For starters, no CIO in the world envisioned a day when every single person in their organization would simply work from home—and stay there for three or four months. And yet here we are, in a world where literally millions of people are accessing and sharing incredibly sensitive data on uncontrolled, residential internet connections. Some, not all, are even working from their own personal devices, which means that they’re using the same computers that they use to surf the web with zero restrictions. NGFW doesn’t matter when everyone is sitting on their couches wearing sweatpants. It’s a recipe for destructive malware attacks that we never expected.
And if that weren’t bad enough, it’s not just the “civilians” who are working from home; entire IT teams are also working remotely. This has made it exponentially more challenging to develop policies and protocols to protect data. Even basic tasks like helping people change their passwords or access the VPN are infinitely more challenging than they were a month ago.
So, what long-term effects will these new challenges have on data security? For starters, we’re already seeing improved programs with better mail filtering, data loss prevention (DLP), and endpoint security. Supporting this software will be more defined corporate materials to educate employees on password, identity, and access management. Could a greater focus on security push biometrics, like fingerprint and facial recognition technology, to become more widely used? Or will companies gravitate towards zero trust, where access to specific data and resources is only granted on an as-needed basis? Biometric technology and zero-trust models already exist. It’s just a matter of adopting them.

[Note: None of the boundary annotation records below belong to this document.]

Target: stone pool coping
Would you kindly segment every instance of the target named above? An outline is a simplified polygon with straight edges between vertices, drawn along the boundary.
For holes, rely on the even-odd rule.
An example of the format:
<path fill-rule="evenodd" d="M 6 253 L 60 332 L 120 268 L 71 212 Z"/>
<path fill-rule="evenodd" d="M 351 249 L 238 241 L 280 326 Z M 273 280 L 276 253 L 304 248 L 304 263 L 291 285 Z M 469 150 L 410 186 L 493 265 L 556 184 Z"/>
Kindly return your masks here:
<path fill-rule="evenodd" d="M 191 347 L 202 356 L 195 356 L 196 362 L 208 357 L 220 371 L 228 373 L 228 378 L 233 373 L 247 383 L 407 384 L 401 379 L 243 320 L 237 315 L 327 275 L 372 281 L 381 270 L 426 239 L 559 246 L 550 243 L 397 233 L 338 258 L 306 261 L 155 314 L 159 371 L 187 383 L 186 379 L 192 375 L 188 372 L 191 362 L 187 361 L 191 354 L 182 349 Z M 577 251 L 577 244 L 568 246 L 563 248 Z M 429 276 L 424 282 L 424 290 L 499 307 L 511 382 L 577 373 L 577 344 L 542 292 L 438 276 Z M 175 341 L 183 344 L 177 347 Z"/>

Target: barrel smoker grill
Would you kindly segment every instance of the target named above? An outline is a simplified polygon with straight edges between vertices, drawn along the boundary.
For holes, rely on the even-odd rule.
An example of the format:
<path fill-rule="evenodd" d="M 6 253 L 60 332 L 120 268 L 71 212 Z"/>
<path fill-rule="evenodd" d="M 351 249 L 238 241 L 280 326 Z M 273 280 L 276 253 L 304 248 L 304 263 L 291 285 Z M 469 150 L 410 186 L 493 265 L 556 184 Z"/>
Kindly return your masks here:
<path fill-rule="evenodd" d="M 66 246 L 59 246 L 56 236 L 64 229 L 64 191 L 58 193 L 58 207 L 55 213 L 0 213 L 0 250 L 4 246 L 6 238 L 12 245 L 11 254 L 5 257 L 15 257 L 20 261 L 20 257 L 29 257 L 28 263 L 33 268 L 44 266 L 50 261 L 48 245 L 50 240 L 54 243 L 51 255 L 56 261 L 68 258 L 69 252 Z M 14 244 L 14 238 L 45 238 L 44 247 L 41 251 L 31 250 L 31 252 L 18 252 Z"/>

As crazy as our current situation is, the future may be even stranger. We don’t know when we’ll be allowed back in our offices, and we don’t even know what that will look like once social distancing rules start relaxing. Will people come back? If they do, will they only be in the office a few days a week? Can we improve the mobility of our IT services without compromising security? These are the unknowns that I think about every second of every day. We’re in a crisis response mode right now, but we also need to look ahead to the future. And none of us really know what that future will look like.
Matt Deres is senior vice president and chief information officer at Rocket Software, a Boston area-based software development firm specializing in application modernization and optimization, where he oversees IT strategy for the company’s domestic and global operations. He has more 15 years of senior-level transformational IT experience, having previously served in key leadership roles ACI Worldwide, PTC and Thermo Fisher Scientific, among others.